As nossas metas eram, tão simplesmente, dignificarmos ao máximo, e em cada jogo, o nome do clube. Com as perdas que temos e a qualidade que possuímos praticando o melhor futebol possível, com a consciência de que, independentemente do número de equipas que vier a descer no final da época, o papel dos atletas ficará sempre preservado e a nossa prestação como dirigentes também, pois não enganámos ninguém no início da época.

A comunidade local revê-se neste trabalho e apoia a equipa?

Os amarelejenses têm a experiência de um passado, mais ou menos recente, em que o Amarelejense andou nos patamares cimeiros, bem colocado na primeira divisão e com muito bom futebol. A comunidade ainda recorda que no final de uma época brilhante o Amarelejense fechou a porta. Tenho a certeza de que os sócios e simpatizantes que acompanham o clube querem que ele continue em atividade na época 2013/2014, por isso preferem que o clube dê os passos à medida da perna e não viva acima das possibilidades, como fazem outros clubes.

A situação geográfica acentua as dificuldades financeiras?

Chegámos à conclusão de que seria mais cara a participação num campeonato na 2.ª divisão a quatro voltas, do que disputar a 1.ª divisão distrital, com o maior prestígio que isso implica para o clube, atletas e associados. Mas não vimos agravadas as nossas despesas com a disputa deste campeonato. O grande suporte de apoio ao Amarelejense, a verdade terá que ser dita e na minha boca ela andará sempre na linha da frente, é o município de Moura.

Que trabalho faz o Amarelejense nos escalões de formação?

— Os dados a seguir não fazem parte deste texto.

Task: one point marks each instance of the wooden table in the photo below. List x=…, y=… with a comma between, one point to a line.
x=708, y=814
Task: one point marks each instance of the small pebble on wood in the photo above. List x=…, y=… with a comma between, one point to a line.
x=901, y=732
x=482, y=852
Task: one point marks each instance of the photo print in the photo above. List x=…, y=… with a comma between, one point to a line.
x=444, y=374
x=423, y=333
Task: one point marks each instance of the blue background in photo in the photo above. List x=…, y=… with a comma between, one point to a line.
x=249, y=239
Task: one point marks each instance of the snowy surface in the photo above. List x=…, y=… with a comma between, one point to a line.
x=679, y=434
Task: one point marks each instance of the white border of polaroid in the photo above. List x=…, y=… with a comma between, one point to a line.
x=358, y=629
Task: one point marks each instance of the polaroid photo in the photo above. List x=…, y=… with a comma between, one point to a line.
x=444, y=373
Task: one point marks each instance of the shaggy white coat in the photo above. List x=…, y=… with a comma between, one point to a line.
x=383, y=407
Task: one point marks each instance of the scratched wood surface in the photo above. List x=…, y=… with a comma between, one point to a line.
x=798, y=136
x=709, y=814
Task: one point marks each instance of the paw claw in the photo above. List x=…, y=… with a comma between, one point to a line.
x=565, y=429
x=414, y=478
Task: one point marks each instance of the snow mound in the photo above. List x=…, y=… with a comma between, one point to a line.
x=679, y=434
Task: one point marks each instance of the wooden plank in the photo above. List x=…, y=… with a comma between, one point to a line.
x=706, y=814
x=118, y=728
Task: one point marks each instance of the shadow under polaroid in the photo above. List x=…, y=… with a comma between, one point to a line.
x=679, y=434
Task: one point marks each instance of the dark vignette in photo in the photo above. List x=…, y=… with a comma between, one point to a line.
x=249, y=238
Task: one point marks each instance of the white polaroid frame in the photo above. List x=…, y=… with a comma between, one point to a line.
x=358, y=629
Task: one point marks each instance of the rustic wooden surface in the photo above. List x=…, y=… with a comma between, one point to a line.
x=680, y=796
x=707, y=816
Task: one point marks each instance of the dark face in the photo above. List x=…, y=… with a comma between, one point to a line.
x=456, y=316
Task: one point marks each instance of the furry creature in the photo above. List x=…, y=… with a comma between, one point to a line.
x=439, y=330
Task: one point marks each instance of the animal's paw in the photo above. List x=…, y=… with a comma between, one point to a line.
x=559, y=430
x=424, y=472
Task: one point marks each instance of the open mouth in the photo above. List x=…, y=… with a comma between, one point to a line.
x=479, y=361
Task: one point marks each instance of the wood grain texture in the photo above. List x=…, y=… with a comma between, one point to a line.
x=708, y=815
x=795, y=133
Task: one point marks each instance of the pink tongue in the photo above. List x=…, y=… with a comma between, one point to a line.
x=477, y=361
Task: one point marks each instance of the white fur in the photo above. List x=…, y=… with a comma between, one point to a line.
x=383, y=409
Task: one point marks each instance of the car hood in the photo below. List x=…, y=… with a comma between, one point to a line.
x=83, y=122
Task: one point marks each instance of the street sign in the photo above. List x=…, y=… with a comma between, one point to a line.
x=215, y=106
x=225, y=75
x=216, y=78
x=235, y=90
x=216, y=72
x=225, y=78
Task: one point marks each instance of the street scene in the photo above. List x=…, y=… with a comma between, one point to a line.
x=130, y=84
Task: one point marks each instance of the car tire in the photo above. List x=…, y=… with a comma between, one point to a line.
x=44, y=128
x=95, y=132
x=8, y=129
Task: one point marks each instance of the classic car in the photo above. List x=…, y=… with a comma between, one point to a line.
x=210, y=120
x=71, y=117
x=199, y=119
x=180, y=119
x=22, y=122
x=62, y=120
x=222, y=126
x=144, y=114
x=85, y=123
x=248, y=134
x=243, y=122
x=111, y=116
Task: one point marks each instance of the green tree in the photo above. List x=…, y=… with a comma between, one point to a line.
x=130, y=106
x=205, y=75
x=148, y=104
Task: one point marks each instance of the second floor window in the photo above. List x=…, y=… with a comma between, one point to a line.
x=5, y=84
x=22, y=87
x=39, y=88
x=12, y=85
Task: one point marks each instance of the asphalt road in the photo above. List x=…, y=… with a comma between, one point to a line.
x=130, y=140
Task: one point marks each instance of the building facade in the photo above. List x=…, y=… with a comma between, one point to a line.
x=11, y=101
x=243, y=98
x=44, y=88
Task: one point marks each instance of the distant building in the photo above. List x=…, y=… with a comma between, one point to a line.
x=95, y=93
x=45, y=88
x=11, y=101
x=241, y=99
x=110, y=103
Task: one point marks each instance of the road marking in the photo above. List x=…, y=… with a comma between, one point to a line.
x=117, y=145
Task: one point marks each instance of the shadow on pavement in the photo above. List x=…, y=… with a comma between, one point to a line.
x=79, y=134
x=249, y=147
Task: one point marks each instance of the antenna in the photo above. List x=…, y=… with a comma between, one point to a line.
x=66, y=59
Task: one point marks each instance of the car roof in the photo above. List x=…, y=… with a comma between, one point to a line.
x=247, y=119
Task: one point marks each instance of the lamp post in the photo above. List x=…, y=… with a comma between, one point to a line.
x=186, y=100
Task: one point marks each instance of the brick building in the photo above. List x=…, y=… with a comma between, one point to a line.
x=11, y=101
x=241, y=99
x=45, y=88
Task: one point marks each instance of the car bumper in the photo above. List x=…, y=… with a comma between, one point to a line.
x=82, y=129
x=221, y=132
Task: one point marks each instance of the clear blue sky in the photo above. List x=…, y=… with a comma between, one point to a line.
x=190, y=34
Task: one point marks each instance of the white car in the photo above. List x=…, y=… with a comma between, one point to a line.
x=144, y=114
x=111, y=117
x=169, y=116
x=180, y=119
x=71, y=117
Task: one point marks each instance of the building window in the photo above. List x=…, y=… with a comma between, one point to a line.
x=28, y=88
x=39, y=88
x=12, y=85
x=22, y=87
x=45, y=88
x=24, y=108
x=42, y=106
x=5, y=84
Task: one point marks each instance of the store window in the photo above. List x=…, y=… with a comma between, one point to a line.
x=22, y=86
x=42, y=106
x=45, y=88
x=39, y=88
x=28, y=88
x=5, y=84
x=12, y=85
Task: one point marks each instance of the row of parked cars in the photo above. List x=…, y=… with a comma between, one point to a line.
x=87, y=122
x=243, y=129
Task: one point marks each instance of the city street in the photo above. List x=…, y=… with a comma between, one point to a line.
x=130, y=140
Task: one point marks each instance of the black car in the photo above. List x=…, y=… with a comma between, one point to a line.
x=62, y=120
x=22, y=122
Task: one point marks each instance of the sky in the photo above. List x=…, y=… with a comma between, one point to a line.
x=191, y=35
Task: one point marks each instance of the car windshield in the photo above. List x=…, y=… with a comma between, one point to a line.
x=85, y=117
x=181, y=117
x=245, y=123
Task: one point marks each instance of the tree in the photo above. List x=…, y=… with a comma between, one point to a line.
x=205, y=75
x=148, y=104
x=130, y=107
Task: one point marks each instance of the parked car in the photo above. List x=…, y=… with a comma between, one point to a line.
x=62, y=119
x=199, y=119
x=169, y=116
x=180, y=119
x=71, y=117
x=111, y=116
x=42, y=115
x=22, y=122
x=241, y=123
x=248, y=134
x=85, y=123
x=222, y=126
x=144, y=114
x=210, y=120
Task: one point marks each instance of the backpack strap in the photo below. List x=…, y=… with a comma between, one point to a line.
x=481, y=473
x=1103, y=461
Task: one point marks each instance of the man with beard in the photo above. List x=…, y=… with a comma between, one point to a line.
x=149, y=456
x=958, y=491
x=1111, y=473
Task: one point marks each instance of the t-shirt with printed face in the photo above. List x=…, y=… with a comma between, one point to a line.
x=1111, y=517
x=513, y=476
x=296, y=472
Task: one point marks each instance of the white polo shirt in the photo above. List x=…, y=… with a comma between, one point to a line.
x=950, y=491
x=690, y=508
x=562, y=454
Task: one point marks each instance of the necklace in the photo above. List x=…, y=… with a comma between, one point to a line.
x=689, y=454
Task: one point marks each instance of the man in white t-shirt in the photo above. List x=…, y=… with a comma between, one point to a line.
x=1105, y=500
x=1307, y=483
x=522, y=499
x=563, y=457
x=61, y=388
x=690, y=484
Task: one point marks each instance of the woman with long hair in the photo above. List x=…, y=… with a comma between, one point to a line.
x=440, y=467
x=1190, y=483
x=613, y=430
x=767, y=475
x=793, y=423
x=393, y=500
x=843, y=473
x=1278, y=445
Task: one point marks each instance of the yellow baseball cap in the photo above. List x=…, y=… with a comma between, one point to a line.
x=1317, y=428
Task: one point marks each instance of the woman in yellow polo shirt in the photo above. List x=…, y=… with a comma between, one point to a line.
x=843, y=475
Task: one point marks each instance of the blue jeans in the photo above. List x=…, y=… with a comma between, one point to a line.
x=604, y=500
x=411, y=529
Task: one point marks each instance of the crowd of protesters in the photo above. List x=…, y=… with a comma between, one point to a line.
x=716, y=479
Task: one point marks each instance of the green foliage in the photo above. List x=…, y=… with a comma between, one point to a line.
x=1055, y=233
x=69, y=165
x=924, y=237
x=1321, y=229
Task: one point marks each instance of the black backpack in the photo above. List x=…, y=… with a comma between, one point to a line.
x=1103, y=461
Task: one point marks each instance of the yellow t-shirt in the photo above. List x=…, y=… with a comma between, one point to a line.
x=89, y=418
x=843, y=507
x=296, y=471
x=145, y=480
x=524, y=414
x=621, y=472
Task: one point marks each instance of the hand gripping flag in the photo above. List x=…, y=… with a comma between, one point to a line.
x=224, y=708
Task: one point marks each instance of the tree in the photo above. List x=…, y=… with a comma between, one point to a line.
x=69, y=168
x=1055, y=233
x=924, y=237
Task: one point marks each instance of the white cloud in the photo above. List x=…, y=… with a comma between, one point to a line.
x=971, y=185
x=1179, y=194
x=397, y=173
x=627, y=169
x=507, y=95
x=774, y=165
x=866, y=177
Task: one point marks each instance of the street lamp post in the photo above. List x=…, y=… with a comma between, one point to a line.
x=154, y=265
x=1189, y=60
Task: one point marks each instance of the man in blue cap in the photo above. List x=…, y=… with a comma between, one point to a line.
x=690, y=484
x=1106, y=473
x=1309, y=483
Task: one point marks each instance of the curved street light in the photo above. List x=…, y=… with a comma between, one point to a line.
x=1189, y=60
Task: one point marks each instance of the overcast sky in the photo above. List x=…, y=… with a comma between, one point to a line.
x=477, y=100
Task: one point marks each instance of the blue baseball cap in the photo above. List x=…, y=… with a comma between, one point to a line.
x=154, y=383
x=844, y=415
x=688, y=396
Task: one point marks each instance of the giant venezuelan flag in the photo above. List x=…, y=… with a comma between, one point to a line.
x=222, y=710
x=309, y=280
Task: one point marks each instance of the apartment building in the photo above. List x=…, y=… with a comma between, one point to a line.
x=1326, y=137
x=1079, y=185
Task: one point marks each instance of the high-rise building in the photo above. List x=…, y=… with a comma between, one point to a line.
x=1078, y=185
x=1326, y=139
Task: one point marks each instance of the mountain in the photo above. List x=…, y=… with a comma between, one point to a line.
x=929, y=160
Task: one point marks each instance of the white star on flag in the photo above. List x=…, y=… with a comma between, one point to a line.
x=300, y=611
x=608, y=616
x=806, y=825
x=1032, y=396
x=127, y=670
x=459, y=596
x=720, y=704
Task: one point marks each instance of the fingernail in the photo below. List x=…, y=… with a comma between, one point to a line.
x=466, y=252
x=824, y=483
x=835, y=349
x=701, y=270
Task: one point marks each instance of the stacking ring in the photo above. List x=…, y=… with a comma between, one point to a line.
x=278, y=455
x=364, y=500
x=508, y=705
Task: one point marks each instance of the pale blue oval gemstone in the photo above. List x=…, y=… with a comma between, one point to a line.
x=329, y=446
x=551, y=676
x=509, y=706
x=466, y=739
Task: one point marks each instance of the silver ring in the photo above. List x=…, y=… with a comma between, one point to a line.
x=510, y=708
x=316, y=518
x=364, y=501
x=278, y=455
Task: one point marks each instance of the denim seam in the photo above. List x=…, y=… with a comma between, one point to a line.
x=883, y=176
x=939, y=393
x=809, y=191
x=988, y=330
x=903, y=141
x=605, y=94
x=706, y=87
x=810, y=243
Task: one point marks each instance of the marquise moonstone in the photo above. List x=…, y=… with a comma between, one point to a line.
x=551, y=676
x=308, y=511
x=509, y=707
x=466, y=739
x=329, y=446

Durante estes três anos na presidência do clube essa questão preocupou-me sempre e a prova é que, no segundo ano, eu próprio estive à frente da equipa de benjamins. A Amareleja, em termos de natalidade, contraria um pouco, e pela positiva, aquilo que é a média nacional. Não nos faltam jovens, mas temos dificuldade no seu enquadramento pelos adultos, com mais ou menos formação, mas que sejam responsáveis e queiram dar um pequeno contributo ao clube. Temos apenas equipas de infantis e de iniciados, não conseguimos arranjar quem queira dar uma mão ao clube de forma graciosa.

O clube tem excelentes instalações…

Por vezes dou comigo quase a querer certificar-me de que isto é nosso. Parece que foi por engano que este espaço foi criado em Amareleja. E digo isto, porque, em quase 40 anos após a revolução, muito mais poderia ter sido feito nesta terra. As nossas instalações fazem inveja a muitos outros clubes, por isso nós tentamos preservá-las da melhor forma.